HTMLParser: parsing error #58743

MichelLeunen · 2012-04-09T20:01:56Z

BPO	14538
Nosy	@birkenfeld, @ezio-melotti, @merwok, @bitdancer, @JimJJewett, @serhiy-storchaka
Files	issue14538.diff: Patch against 2.7 issue14538-2.diff: Patch against 2.7

^{Note: these values reflect the state of the issue at the time it was migrated and might not reflect the current state.}

Show more details

GitHub fields:

assignee = 'https://github.com/ezio-melotti'
closed_at = <Date 2012-04-19.01:45:30.476>
created_at = <Date 2012-04-09.20:01:55.571>
labels = ['type-bug', 'library']
title = 'HTMLParser: parsing error'
updated_at = <Date 2012-04-19.11:55:29.621>
user = 'https://bugs.python.org/MichelLeunen'

bugs.python.org fields:

activity = <Date 2012-04-19.11:55:29.621>
actor = 'Michel.Leunen'
assignee = 'ezio.melotti'
closed = True
closed_date = <Date 2012-04-19.01:45:30.476>
closer = 'ezio.melotti'
components = ['Library (Lib)']
creation = <Date 2012-04-09.20:01:55.571>
creator = 'Michel.Leunen'
dependencies = []
files = ['25188', '25200']
hgrepos = []
issue_num = 14538
keywords = ['patch']
message_count = 18.0
messages = ['157890', '157899', '157906', '158109', '158111', '158130', '158132', '158140', '158143', '158168', '158185', '158195', '158198', '158215', '158220', '158695', '158696', '158718']
nosy_count = 8.0
nosy_names = ['georg.brandl', 'ezio.melotti', 'eric.araujo', 'r.david.murray', 'python-dev', 'Jim.Jewett', 'serhiy.storchaka', 'Michel.Leunen']
pr_nums = []
priority = 'normal'
resolution = 'fixed'
stage = 'resolved'
status = 'closed'
superseder = None
type = 'behavior'
url = 'https://bugs.python.org/issue14538'
versions = ['Python 2.7', 'Python 3.2', 'Python 3.3']

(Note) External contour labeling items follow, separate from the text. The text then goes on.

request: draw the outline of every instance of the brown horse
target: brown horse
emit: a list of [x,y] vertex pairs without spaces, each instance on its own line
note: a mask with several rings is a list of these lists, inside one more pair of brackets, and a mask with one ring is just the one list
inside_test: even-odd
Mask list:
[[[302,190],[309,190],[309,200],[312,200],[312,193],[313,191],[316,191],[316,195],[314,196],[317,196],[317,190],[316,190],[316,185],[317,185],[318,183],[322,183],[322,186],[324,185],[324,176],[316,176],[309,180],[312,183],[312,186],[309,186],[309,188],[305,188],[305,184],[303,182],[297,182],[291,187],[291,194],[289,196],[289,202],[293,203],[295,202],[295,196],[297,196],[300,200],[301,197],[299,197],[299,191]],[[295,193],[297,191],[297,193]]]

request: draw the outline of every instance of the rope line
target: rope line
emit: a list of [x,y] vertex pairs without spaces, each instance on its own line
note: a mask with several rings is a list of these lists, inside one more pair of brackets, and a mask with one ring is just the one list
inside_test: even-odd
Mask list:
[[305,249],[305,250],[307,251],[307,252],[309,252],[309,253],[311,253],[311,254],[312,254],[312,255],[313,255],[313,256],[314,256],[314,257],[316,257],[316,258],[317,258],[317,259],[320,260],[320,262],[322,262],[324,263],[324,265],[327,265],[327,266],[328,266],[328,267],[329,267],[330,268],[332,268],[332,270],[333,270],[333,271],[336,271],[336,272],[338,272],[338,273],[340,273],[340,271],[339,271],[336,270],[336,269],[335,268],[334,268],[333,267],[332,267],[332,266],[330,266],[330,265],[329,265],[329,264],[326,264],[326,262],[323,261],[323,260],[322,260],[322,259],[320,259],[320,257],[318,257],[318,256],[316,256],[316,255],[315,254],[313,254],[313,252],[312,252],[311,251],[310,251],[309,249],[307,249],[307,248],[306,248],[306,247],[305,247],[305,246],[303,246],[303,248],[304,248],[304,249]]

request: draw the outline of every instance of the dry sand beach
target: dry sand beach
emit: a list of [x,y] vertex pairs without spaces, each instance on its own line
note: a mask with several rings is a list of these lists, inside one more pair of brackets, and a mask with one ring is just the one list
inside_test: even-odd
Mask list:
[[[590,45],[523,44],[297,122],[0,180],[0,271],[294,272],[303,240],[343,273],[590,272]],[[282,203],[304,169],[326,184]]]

MichelLeunen · 2012-04-09T20:01:55Z

HTMLParser fails to parse this structure of tags:

'<a></a><script></script><meta><meta / ><body></body>'

Parsing stops after the first meta tag ignoring the remainers

from HTMLParser import HTMLParser
parser = process_html()
parser.feed('<a></a><script></script><meta><meta / ><body></body>')

Python 2.7.2+ Ubuntu 11.10

jimjjewett · 2012-04-09T20:50:56Z

What do you think it should do?

My thought is that meta tags may or may not be void, but certainly should not be nested. As XML, I would parse that as

<a></a>
<script></script>
<meta>
<meta / >
<body></body>
*missing closing tag

But for html, there is more cleanup. The catch is that this module probably can't keep up with BeautifulSoup or HTML5lib ... is this particular tag situation common enough to be even have a defined handling, let alone one that is worth adding to a "simple" module?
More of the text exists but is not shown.